Granger causality analysis (GCA)

Granger expressed the formal concept of causality for econometric purposes [46]. It is based on the common sense notion that causes imply effects during the future evolution of events and, conversely, the future cannot affect the past or present. By applying such considerations to temporal signals, if a time series “A” causes a time series “B”, then in some way knowledge about “A” should improve the prediction of “B”. More specifically, causality may be evaluated by comparing the variance of the residuals after an autoregressive (AR) application to the reference signal “A”, with the same variance being obtained when autoregression is evaluated on the past values of the signal “A” and the past values of the potentially causing signal “B”. GCA has been shown to be a viable technique for analyzing fMRI data [47][49] and to not vary after filtering [50]. Analysis of effective connectivity between the independent components was thus conducted using GCA, which models directional causality among multiple time series based on a variable autoregressive model [51]. The model order that represents the maximum time lag can be estimated using the Bayesian Information Criterion [52]. GCA was conducted by using a previously implemented MATLAB toolbox [53].

Results

Behavioral results

All subjects performed well above chance on the in-scanner scene and scrambled picture pair identification. Performance for the scrambled picture pair identification (control condition; 93.25±4.1%) was significantly better (p = 0.003) than for the indoor/outdoor scenes (active condition; 90.86±3%). All subjects also performed well above chance on the post-scan scene recognition task (86.33±5.83%).

Independent component analysis

Thirty-two ICA components were identified. Of these, 10 were determined to be task-related (i.e., not representing noise or components related to the control condition) and were included in further analyses and model generation (Table 1). Each retained component was attributed to a particular network based on previously published data.

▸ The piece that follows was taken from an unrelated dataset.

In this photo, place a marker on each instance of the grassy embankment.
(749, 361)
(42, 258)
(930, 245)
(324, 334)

Table 1. Cortical localizations of the 10 task-related independents components: for each component we presented the anatomical location, corresponding Brodmann area(s), and the maximum Z-score with its Talairach coordinates (obtained using the Talairach utility provided in GIFT toolbox on group-ICA components maps).

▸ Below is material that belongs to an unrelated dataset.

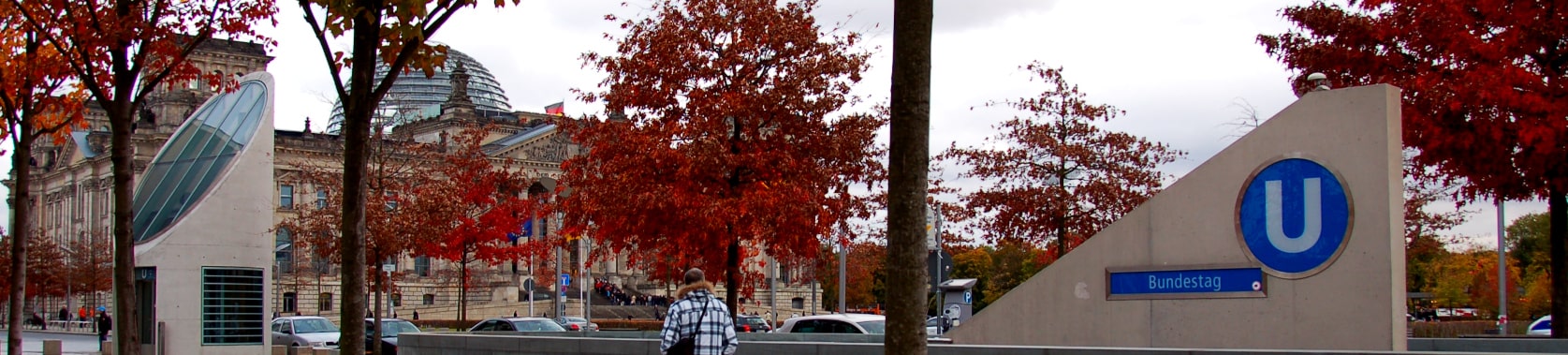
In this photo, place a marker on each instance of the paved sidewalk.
(72, 343)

Component ID Area Brodmann Area Max Z-score (x, y, z) L/R
2 Superior Frontal Gyrus 6, 8, 9, 10 7.8 (−2, 59, 23)/8.7 (4, 56, 34)
Medial Frontal Gyrus 6, 8, 9, 10 7.6 (−4, 56, 34)/7.9 (6, 52, 36)
Anterior Cingulate 32 3.9 (−2, 47, 9)/3.7 (2, 45, 9)
Middle Frontal Gyrus 8, 9, 10 3.1 (−22, 59, 21)/3.2 (22, 59, 21)
5 Cingulate Gyrus 23, 24, 31 6.9 (−2, −49, 28)/7.3 (2, −47, 28)
Precuneus 7, 19, 23, 31, 39 6.7 (−2, −49, 32)/7.1 (2, −47, 32)
Posterior Cingulate 23, 29, 30, 31 6.5 (−2, −49, 25)/7.0 (2, −47, 24)
Cuneus 7, 18, 19 6.0 (0, −66, 33)/5.5 (4, −66, 31)
Angular Gyrus 39 3.5 (−46, −66, 36)/3.1 (51, −63, 31)
Inferior Parietal Lobule 39, 40 3.3 (−46, −64, 40)/3.0 (50, −60, 38)
Supramarginal Gyrus 40 2.9 (−51, −59, 32)/3.3 (53, −59, 31)
Superior Temporal Gyrus 39 3.1 (−53, −61, 29)/3.2 (53, −59, 27)
Middle Temporal Gyrus 39 3.2 (−50, −63, 29)/3.1 (53, −61, 23)
10 Middle Frontal Gyrus 6, 8, 9, 10, 46 7.3 (−50, 17, 29)/NA
Inferior Frontal Gyrus 9, 10, 44, 45, 46 7.0 (−50, 13, 29)/NA
Precentral Gyrus 6, 9, 44 5.2 (−46, 19, 36)/NA
Medial Frontal Gyrus 6, 8, 9 4.4 (−2, 39, 40)/3.9 (2, 39, 40)
Superior Frontal Gyrus 6, 8, 9 4.1 (−30, 20, 52)/3.5 (2, 35, 46)
Inferior Parietal Lobule 7, 39, 40 3.2 (−46, −56, 43)/NA
Precuneus 19, 39 3.0 (−40, −70, 42)/NA
Angular Gyrus 39 2.9 (−50, −61, 33)/NA
Supramarginal Gyrus * 2.8 (−51, −57, 30)/NA
Superior Parietal Lobule 7 2.8 (−42, −58, 51)/NA
Middle Temporal Gyrus * 2.8 (−50, −61, 29)/NA
Cingulate Gyrus * 2.7 (−2, 23, 39)/NA
19 Inferior Frontal Gyrus 6, 9, 10, 44, 45, 46, 47 NA/5.6 (53, 19, 25)
Middle Frontal Gyrus 6, 8, 9, 10, 11, 46, 47 NA/5.6 (51, 17, 32)
Superior Frontal Gyrus 6, 8, 9, 10 NA/4.7 (34, 22, 50)
Precentral Gyrus 6, 9, 44 NA/4.4 (46, 21, 36)
Medial Frontal Gyrus 6, 8, 9 NA/3.4 (6, 31, 37)
Inferior Parietal Lobule 7, 39, 40 NA/3.2 (50, −58, 40)
Angular Gyrus 39 NA/3.1 (50, −58, 36)
Precuneus 19, 39 NA/2.9 (40, −68, 38)
Cingulate Gyrus 32 NA/2.9 (6, 23, 39)
Supramarginal Gyrus 40 NA/2.8 (53, −57, 30)
20 Posterior Cingulate 23, 29, 30, 31 7.4 (−4, −60, 9)/7.4 (4, −62, 10)
Culmen of Vermis * 7.3 (0, −60, 1)/6.2 (4, −60, 0)
Cuneus 7, 17, 18, 19, 23, 30 7.2 (−4, −64, 9)/7.0 (4, −64, 7)
Culmen * 7.1 (−2, −56, 1)/6.9 (2, −56, 1)
Lingual Gyrus 18, 19 7.0 (−4, −64, 5)/5.9 (4, −68, 5)
Precuneus 23, 31 6.7 (0, −69, 18)/6.4 (4, −61, 18)
Cingulate Gyrus 31 3.5 (0, −59, 27)/3.0 (4, −61, 29)
Parahippocampal Gyrus 30 NA/2.7 (12, −48, 4)
23 Lingual Gyrus 17, 18, 19 9.0 (0, −85, 3)/8.4 (4, −85, 3)
Cuneus 17, 18, 19, 23, 30 8.6 (−2, −87, 6)/7.6 (4, −83, 6)
Declive * 6.6 (−4, −80, −11)/6.2 (6, −80, −11)
Declive of Vermis * 5.1 (−2, −74, −11)/5.1 (2, −74, −10)
Middle Occipital Gyrus 18 4.6 (−10, −91, 14)/4.0 (10, −91, 16)
Culmen * 4.4 (−10, −68, −8)/3.6 (12, −68, −8)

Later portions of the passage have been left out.